How to not drown in witchcraft
no, this isn’t a survival guide on how to avoid a 17th century ducking stool. Rather, some harsh truths I’ve had to face over the last 17 years.
You’re not special
You’re unique; just like everyone else. No witch is more powerful than any other; no witch is of a more ancient lineage than you. If you ever come across someone who claims to be an all powerful being or consistently needs to re-affirm a power play to make themselves appear superior to you: runaway! Trust me when I say that Lucifer’s most valued lieutenant is not sitting on a couch in South Dakota, watching Netflix in their pyjama’s whilst DMing you on social media.
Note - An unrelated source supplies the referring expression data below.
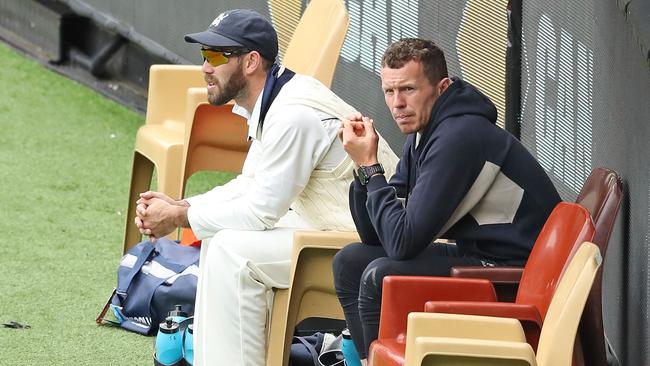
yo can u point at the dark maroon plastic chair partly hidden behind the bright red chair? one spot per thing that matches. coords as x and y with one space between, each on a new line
601 195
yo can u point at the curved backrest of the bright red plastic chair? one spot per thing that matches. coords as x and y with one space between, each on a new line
566 228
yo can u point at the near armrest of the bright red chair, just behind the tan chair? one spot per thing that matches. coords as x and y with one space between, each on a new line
528 315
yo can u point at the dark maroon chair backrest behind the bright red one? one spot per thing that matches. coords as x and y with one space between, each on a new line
601 195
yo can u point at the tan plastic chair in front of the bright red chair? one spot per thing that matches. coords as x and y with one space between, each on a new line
452 339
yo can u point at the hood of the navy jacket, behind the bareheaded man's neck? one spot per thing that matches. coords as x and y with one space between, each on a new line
460 98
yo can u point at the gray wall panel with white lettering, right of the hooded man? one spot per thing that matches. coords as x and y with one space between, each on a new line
585 91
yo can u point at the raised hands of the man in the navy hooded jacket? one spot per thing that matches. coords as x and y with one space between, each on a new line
359 138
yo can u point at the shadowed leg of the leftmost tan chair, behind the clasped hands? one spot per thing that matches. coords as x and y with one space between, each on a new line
141 174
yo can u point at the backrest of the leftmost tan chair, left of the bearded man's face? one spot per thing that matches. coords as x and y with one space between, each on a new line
168 85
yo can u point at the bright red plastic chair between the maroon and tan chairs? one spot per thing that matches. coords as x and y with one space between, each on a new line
567 226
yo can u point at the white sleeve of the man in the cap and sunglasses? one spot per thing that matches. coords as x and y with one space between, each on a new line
293 142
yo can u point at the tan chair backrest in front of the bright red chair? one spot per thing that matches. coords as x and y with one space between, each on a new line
561 322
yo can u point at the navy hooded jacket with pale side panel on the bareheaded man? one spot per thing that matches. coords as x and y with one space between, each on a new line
466 180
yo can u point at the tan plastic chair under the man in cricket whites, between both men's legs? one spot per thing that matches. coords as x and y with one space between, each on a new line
311 289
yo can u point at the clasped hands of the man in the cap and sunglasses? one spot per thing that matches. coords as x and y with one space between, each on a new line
158 214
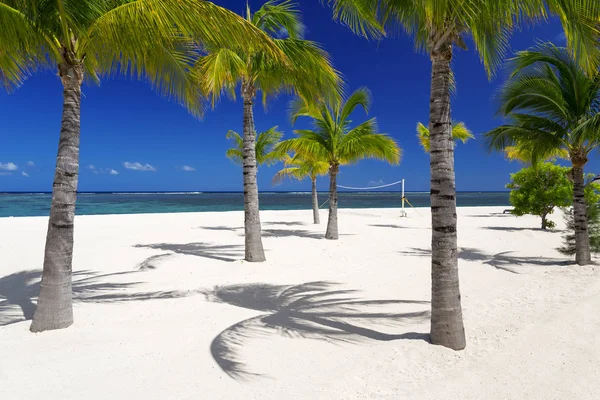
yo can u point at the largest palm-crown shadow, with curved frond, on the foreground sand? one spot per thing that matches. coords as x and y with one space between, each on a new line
313 310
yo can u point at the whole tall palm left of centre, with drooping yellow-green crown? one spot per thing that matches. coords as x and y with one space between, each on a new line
306 71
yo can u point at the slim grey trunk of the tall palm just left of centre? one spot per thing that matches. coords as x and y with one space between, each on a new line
253 241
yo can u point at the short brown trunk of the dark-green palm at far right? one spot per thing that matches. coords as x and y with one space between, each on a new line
582 239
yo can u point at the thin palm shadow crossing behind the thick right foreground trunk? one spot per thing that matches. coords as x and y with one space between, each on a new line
502 261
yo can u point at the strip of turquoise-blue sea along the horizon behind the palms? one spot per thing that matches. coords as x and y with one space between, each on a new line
38 204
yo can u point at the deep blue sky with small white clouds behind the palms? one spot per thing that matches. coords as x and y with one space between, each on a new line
134 140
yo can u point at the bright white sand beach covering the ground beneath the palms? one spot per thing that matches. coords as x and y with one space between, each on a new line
160 333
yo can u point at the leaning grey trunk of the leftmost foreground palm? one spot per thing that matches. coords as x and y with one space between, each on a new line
55 304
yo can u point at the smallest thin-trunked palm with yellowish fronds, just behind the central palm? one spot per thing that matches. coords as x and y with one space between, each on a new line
301 167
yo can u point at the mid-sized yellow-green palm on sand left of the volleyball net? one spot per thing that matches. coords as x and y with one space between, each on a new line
335 141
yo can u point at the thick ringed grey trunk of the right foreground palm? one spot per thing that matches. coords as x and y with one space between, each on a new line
446 313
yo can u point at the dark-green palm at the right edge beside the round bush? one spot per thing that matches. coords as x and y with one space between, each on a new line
553 106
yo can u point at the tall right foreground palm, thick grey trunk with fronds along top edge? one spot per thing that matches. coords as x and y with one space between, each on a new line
437 27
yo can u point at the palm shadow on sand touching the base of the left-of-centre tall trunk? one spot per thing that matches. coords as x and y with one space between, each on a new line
199 249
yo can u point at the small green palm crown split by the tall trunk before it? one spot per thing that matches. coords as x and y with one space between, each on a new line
265 142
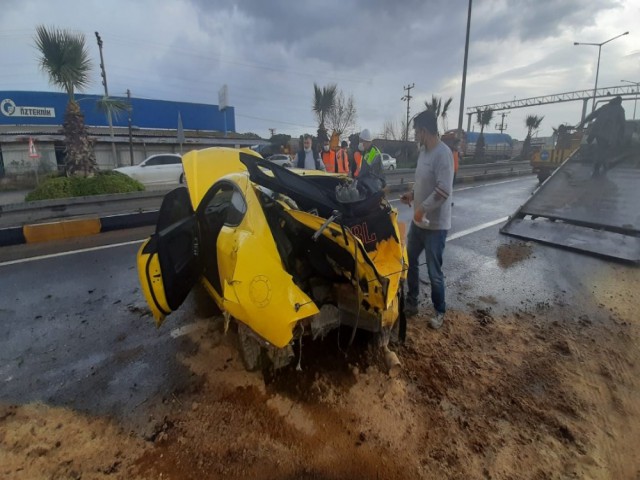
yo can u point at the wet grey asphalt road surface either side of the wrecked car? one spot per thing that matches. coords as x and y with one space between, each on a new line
74 330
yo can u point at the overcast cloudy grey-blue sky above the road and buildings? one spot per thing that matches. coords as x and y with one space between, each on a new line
270 53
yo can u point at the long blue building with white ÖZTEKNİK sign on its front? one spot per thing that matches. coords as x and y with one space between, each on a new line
36 118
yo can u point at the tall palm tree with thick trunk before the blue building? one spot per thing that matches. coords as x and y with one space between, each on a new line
65 59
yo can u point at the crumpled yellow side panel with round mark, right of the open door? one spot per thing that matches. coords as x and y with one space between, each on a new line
242 263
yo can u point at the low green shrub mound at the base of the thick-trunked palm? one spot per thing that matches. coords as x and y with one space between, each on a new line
100 184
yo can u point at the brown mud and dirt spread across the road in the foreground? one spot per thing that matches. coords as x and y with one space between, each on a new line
543 392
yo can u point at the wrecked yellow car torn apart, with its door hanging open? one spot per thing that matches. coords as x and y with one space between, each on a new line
283 252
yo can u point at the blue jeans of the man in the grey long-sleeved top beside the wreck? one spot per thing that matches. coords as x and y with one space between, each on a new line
432 242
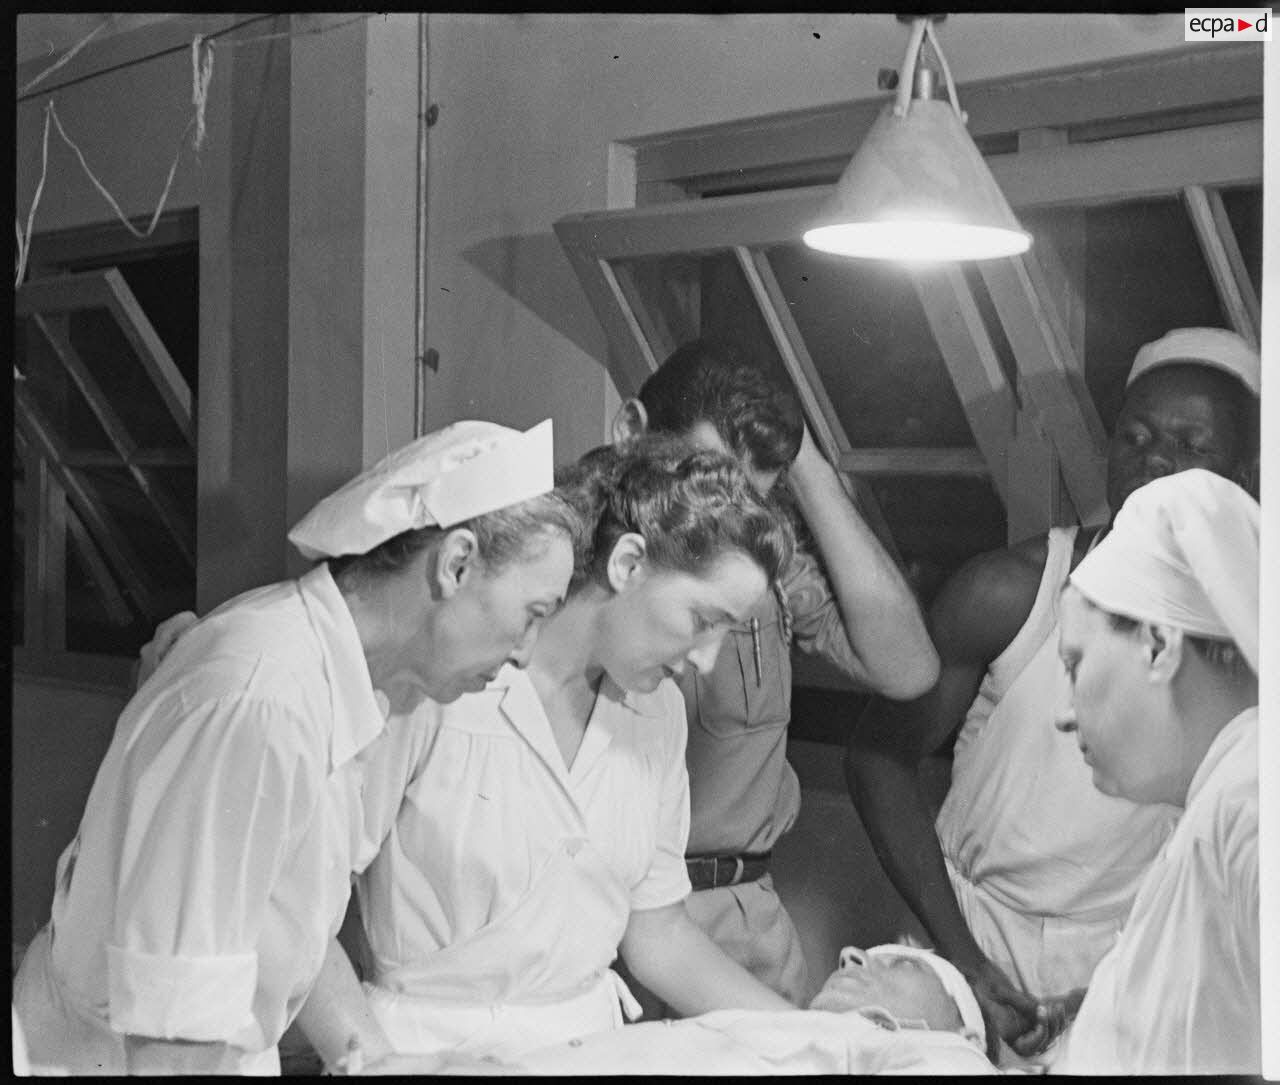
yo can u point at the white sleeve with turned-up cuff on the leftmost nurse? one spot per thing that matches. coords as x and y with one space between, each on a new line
222 794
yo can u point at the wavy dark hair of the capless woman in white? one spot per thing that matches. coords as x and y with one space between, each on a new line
691 506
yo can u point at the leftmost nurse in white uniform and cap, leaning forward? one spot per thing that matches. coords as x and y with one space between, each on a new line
212 868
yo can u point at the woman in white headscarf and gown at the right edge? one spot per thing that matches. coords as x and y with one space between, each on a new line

When you come across people who make fantastical and dangerous claims like this cut off all contact immediately; and no you don’t owe them an explanation because they’re not in a sound place to receive that explanation in the first place. Your spiritual safety comes first.
You’re never going to be an expert
You will never know everything about witchcraft, and you will never stop learning about witchcraft. What’s more, it’s perfectly okay to not know everything. Witchcraft should empower you to find your own path and journey, realistically there’s no way that journey is going to contain every ounce of knowledge and experience that witchcraft can provide.
It’s ok to walk away
Witchcraft is the practice; witch is the identity. No one can rob you of your identity or how you visualize yourself, so if you need to take a break from witchcraft whether it be a week or a year, know that you’re still a witch for as long as you wish to identify as one. Witchcraft has existed for thousands of years, it’s not going to vanish just because you stop practicing candle magic for a few months.
Beware of those who mentor you
Whether you’re in a one-on-one situation or in a coven always be aware that not everyone’s intentions are pure. If you’re in a coven or learning situation where someone constantly affirms their authority over you, leave. “I’m in charge”, “this is my coven”; these are big red flags, the goal of any community or learning situation is to facilitate the growth and nurturing of others. Covens should always be egalitarian, with opportunities for leadership and spiritual roles consistently provided. A person who’s agreed to teach you a skill or field of information should be perfectly comfortable if or when you excel them. Ask yourself does this person/group want me to be the best I can be?
The experience danger zone
At some point you will become an insufferable know-it-all, usually this occurs when someone has been practicing for 3-5 years. This is a danger zone because whilst yes you’ve been practicing long enough to have a decent knowledge base and you’ve probably carved out a path for yourself, reality is you’re still a baby witch. That hurts I know, and I’ve had it said to me at the time and it made me angry, but it’s 100% true. In all honesty 5 years is nothing when you consider what can occur in a lifetime. Does this mean you have nothing to contribute? Fuck no! You have everything to contribute as someone who’s living the experience of witchcraft; you are vital to the community, you need to be heard. But, be aware of the ego trap you can so easily fall into during this time; it happens to everyone, and all you need to be mindful of are your intentions and motivations towards others.
Your path is your own
This is so vital to maintaining a long-term practice. Reaching a place of understanding where you can walk your own way without validation of others or inflicting impunity upon those you disagree with. The witchcraft community is currently experiencing a renaissance, there’s a new generation of witches coming through and their opinions and ideologies are clashing with the old vanguard. So here’s the reality check we all need, that Wiccan lady at the crystal shop who’s been practicing since the 1960’s is never going to stop saying ‘Blessed Be’, and that high school kid who hides curse jars under their favourite tree is not going to meditate away their anger and commune with the Goddess. So where’s the balance? We have to accept responsibility for own journey and actions. By all means we need to fight to shut down racism, homophobia, appropriation and misinformation that are rampant in our community, burn that shit to the ground! But we also need to learn to forgive people when they need it and make genuine efforts to deserve it. A community is not a community if you want to go to war with everyone who’s different to you.